Design justice is how the design of technologies influences the distribution of risks, harms, and benefits among various groups of people. The COVID-19 pandemic highlighted the importance of design justice after it upended access to care and illuminated the impact of structural racism as a cause for a widening gap of health disparities.

But a new education series on equity design thinking has a goal of building knowledge, understanding and skills to ensure design justice such that health technologies are equitable, inclusive, and co-created by the communities of interest.

“The goal is to train a research workforce that has the content expertise and skills to meaningfully address gaps in scientific advancement that are not well served by a more siloed approach to research and training,” she said.

The EDT Educational Series was funded by the National Institute of Nursing Research, National Institutes of Health as a supplement to the T32 Training Grant (Technology Research in Chronic and Critical Illness). The T32 is in its 15th year of training for nurse scientists proving how important this work is. “The educational series extends the work of our T32 which is designed to provide rigorous research training and interdisciplinary culturalization to build nursing science aimed at promoting health, managing illness, reducing disability, and enhancing quality of life through the aid of technology,” she said. “We now add a greater emphasis on leveraging technology and design-justice to reduce health disparities and promote health equity for vulnerable populations due to social inequalities.”

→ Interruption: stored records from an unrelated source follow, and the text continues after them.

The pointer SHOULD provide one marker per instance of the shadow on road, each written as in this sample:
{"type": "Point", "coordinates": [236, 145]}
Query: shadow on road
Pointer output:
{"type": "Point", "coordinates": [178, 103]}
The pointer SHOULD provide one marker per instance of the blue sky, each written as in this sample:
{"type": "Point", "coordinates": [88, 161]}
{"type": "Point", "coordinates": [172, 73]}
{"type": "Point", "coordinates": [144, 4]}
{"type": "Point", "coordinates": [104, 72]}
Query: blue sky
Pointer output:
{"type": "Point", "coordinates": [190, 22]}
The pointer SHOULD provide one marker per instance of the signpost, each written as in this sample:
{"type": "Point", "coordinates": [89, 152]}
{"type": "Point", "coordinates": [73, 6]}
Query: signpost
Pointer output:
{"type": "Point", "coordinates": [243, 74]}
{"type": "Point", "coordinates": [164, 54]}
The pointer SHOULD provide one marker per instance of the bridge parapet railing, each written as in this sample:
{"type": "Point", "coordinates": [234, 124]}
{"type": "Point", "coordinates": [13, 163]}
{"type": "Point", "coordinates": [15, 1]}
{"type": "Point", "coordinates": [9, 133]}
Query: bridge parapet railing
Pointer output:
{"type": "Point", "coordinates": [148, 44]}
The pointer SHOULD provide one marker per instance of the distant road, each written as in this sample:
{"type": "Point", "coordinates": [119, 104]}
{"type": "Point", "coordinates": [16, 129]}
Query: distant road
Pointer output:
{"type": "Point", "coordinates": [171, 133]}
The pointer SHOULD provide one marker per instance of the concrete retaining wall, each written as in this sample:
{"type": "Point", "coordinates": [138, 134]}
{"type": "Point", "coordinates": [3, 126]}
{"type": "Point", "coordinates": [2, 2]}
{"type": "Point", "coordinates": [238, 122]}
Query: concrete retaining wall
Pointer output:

The education series is entirely web-based and includes a series of 10, sixty-to-ninety-minute modules covering a wide range of topics; everything from the history of social justice movements to the dimensions of inequality, equity and health disparity, to how technology can advance or undermine the health of a community, to different methods of promoting equity design thinking. Users have access to the entire site and can pick and choose whichever modules they want to complete. A toolkit for educators and training grant directors is also provided and users can print certificates upon completion.

“Learning and applying equity-design thinking to the development of health technologies will extend healthy lives, and reduce the burdens of illness, disability, health disparities and inequalities that result from the exclusion of communities in the process in meaningful ways,” she said. “This curriculum is designed to address these gaps.”

DeVito Dabbs said the University of Pittsburgh worked with experts from Carnegie Mellon University, UMASS Amherst and Cornell University on the modules.

“The content was developed by a team of scholars internal and external to the University of Pittsburgh, Carnegie Mellon University, UMASS Amherst and Cornell and from various disciplines related to technology, ethics, philosophy, design-justice, structural racism, feminist and emancipatory theory,” she said. “Advisors and advocates who represent the communities that we serve, including people of color, low-income groups, women, children, older adults, LGBTQ+, breast cancer survivors, the deaf, the Autists and others. Assembling such a diverse team of faculty contributors, advisors and advocates was informed by design-justice and the need for co-creation of more inclusive, equity-centered innovation research training practices.”

The website PittEquityDesignThinking.org launched on January 31, 2022  and is free to anyone.